PyTorch offers a variety of activation functions, each with its own unique properties and use cases. Some common activation functions in PyTorch include ReLU, sigmoid, and tanh. Choosing the right activation function for a particular problem can be an important consideration for achieving optimal performance in a neural network. You will see how to train a neural network in PyTorch with different activation functions and analyze their performance.

In this tutorial, you’ll learn:

About various activation functions that are used in neural network architectures.
How activation functions can be implemented in PyTorch.
How activation functions actually compare with each other in a real problem.

Let’s get started.

Activation Functions in PyTorch
Image generated by Adrian Tam using stable diffusion. Some rights reserved.

Overview

This tutorial is divided into four parts; they are:

Logistic activation function
Tanh activation function
ReLU activation function
Exploring activation functions in a neural network

Logistic Activation Function

You’ll start with the logistic function which is a commonly used activation function in neural networks and also known as the sigmoid function. It takes any input and maps it to a value between 0 and 1, which can be interpreted as a probability. This makes it particularly useful for binary classification tasks, where the network needs to predict the probability of an input belonging to one of two classes.

One of the main advantages of the logistic function is that it is differentiable, which means that it can be used in backpropagation algorithms to train the neural network. Additionally, it has a smooth gradient, which can help avoid issues such as exploding gradients. However, it can also introduce vanishing gradients during training.

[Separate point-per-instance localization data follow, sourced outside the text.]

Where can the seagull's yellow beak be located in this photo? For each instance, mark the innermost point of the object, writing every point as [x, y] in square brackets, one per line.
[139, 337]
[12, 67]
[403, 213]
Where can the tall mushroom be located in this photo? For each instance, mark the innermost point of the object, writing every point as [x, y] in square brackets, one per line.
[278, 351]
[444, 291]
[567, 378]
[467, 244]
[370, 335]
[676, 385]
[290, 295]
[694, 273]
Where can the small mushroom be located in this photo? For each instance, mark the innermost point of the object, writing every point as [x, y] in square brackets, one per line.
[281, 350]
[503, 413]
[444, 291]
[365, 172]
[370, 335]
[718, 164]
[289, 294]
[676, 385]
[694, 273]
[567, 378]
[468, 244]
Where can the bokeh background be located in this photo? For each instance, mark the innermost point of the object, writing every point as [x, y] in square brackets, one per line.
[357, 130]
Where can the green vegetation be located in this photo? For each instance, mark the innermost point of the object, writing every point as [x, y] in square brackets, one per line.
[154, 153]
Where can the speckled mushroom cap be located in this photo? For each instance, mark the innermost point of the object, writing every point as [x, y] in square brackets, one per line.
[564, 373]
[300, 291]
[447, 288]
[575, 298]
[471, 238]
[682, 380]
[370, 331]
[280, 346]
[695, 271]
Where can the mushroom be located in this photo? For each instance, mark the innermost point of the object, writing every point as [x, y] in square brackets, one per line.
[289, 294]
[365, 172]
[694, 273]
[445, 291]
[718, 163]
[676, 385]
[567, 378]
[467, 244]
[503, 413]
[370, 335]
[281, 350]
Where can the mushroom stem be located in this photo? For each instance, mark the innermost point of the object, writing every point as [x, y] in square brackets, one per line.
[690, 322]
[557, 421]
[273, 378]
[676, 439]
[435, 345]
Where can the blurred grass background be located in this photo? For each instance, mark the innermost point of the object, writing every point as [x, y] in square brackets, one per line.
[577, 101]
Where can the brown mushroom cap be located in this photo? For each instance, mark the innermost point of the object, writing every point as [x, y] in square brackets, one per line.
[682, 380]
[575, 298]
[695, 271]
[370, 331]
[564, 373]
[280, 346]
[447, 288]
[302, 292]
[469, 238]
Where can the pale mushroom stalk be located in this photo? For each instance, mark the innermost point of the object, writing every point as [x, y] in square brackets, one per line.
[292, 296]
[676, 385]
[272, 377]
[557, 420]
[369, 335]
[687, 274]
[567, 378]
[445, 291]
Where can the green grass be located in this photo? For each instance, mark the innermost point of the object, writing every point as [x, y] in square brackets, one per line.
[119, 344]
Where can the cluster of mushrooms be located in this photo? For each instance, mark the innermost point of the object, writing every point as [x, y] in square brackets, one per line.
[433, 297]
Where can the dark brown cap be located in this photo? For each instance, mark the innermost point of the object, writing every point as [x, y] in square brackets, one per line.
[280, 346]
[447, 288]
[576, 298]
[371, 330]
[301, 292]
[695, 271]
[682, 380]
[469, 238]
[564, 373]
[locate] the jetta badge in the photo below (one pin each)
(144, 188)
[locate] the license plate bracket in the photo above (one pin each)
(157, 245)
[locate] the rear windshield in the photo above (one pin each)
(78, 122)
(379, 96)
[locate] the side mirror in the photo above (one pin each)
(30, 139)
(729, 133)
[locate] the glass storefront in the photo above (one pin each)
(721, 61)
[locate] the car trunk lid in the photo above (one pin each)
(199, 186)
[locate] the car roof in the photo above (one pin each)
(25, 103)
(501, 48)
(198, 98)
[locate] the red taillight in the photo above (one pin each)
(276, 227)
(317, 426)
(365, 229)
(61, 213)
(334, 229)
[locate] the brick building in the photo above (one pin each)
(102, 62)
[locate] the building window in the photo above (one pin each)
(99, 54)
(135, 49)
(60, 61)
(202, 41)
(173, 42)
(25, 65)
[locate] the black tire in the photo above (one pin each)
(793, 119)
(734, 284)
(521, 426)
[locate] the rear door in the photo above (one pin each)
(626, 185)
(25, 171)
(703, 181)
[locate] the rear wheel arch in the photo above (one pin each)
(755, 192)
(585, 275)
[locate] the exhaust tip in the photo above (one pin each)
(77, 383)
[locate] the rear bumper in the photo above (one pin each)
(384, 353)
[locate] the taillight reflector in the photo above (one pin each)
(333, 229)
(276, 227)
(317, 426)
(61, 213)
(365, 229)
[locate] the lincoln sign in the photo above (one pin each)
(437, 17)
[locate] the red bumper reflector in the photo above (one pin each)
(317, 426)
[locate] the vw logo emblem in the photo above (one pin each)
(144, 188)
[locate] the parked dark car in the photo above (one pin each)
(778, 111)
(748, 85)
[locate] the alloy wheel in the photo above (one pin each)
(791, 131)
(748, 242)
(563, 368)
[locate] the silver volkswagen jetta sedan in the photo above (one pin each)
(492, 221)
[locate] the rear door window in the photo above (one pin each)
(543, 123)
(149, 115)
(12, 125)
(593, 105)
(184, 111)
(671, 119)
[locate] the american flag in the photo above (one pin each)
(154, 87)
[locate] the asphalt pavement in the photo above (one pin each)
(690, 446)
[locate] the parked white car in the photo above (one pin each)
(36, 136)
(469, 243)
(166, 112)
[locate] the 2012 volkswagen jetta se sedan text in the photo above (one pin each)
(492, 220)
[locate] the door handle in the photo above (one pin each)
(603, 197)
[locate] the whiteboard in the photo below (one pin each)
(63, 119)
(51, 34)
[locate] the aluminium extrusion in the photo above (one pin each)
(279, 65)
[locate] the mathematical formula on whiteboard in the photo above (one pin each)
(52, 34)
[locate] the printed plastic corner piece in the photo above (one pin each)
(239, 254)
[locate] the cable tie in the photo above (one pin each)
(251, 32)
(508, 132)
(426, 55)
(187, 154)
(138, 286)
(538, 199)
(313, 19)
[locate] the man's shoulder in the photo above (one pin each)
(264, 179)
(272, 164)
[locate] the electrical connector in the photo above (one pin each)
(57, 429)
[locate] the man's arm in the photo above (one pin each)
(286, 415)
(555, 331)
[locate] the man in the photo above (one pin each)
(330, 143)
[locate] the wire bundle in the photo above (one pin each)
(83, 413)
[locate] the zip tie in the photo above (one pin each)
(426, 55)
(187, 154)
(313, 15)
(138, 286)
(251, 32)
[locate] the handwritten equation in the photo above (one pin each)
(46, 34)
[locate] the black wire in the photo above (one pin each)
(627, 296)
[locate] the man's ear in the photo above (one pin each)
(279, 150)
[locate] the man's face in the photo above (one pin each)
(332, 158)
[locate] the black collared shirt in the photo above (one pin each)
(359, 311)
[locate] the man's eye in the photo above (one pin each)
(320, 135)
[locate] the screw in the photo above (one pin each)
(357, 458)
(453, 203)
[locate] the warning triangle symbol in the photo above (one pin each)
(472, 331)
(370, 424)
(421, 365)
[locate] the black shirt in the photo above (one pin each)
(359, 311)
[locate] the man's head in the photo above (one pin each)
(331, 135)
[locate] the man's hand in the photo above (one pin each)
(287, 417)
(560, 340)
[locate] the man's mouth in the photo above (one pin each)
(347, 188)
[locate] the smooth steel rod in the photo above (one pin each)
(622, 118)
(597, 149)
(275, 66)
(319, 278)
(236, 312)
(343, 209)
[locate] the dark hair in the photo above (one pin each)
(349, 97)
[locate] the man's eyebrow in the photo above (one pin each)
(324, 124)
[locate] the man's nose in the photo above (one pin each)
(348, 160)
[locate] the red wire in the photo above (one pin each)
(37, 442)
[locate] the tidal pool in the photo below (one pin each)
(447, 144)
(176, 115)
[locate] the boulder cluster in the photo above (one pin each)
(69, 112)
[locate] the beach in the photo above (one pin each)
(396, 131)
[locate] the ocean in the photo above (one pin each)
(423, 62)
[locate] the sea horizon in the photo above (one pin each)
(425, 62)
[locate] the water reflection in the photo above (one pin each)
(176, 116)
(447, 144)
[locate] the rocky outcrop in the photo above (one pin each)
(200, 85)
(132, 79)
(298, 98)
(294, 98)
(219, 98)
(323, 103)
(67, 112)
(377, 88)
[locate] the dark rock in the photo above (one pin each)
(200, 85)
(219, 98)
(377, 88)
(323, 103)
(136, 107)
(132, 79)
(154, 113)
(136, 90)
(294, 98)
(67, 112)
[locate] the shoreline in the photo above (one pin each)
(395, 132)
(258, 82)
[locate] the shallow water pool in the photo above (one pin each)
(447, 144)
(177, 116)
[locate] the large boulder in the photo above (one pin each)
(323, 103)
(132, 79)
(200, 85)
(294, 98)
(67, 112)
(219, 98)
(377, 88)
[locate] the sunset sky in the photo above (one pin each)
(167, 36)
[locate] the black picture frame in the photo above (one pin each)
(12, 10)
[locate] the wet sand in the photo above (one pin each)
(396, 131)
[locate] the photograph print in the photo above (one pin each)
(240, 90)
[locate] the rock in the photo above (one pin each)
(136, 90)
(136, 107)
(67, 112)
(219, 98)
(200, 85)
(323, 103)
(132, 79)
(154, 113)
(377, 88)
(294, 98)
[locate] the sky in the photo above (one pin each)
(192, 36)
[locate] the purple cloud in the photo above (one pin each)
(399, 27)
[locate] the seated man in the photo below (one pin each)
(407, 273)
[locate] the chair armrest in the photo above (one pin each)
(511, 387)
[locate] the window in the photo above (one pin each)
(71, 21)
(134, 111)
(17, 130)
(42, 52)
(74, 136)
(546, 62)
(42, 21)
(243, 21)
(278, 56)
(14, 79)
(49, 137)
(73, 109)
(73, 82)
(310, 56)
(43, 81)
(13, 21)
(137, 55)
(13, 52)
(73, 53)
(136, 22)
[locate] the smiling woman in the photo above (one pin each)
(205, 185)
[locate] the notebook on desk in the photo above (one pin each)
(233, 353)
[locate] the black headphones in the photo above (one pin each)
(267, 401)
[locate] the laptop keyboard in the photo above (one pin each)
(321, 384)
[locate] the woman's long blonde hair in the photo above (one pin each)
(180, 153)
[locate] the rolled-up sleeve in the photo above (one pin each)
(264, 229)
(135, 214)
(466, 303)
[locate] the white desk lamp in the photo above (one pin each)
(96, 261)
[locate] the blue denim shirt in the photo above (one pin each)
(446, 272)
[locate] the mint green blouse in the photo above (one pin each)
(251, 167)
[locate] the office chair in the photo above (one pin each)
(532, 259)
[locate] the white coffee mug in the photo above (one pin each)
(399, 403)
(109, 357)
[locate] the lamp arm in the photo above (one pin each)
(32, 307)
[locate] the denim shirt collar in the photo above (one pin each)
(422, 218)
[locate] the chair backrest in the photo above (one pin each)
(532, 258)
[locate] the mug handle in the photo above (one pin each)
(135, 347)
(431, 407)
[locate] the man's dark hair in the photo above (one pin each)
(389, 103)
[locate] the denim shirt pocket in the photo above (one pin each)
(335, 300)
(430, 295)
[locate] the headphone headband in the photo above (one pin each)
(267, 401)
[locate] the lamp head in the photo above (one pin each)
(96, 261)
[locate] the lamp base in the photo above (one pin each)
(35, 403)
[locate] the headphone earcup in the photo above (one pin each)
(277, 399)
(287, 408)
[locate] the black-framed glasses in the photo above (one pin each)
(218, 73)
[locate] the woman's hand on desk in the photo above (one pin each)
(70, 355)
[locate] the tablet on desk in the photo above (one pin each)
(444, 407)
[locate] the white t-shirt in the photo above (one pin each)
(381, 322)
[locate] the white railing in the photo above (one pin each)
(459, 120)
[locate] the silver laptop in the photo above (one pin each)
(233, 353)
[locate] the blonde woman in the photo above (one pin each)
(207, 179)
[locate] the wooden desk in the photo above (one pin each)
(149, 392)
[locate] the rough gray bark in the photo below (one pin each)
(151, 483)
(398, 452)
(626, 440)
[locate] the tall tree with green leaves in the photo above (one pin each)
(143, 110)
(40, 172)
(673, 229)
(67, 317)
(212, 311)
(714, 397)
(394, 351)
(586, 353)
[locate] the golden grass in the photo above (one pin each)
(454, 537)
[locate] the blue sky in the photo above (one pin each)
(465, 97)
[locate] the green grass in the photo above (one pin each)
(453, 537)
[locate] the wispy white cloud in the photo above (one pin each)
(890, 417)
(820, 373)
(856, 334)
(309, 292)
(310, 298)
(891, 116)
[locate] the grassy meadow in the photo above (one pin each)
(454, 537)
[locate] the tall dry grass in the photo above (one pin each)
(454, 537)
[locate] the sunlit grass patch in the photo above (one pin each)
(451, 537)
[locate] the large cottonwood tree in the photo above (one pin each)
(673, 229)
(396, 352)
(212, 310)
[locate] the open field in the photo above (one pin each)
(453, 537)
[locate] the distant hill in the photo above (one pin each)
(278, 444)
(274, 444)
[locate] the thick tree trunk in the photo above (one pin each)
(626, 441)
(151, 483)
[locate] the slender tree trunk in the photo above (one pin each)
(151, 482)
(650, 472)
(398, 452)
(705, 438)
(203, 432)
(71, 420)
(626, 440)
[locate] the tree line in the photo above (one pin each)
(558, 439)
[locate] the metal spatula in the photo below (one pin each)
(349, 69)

Now, let’s apply logistic function on a tensor using PyTorch and draw it to see how it looks like.

# importing the libraries
import torch
import matplotlib.pyplot as plt

# create a PyTorch tensor
x = torch.linspace(-10, 10, 100)

# apply the logistic activation function to the tensor
y = torch.sigmoid(x)

# plot the results with a custom color
plt.plot(x.numpy(), y.numpy(), color='purple')
plt.xlabel('Input')
plt.ylabel('Output')
plt.title('Logistic Activation Function')
plt.show()

# importing the libraries

import torch

import matplotlib.pyplot as plt

# create a PyTorch tensor

x = torch.linspace(-10, 10, 100)

# apply the logistic activation function to the tensor

y = torch.sigmoid(x)

# plot the results with a custom color

plt.plot(x.numpy(), y.numpy(), color='purple')

plt.xlabel('Input')

plt.ylabel('Output')

plt.title('Logistic Activation Function')

plt.show()

In the example above, you have used the torch.sigmoid() function from the Pytorch library to apply the logistic activation function to a tensor x. You have used the matplotlib library to create the plot with a custom color.

Tanh Activation Function

Next, you will investigate the tanh activation function which outputs values between $-1$ and $1$, with a mean output of 0. This can help ensure that the output of a neural network layer remains centered around 0, making it useful for normalization purposes. Tanh is a smooth and continuous activation function, which makes it easier to optimize during the process of gradient descent.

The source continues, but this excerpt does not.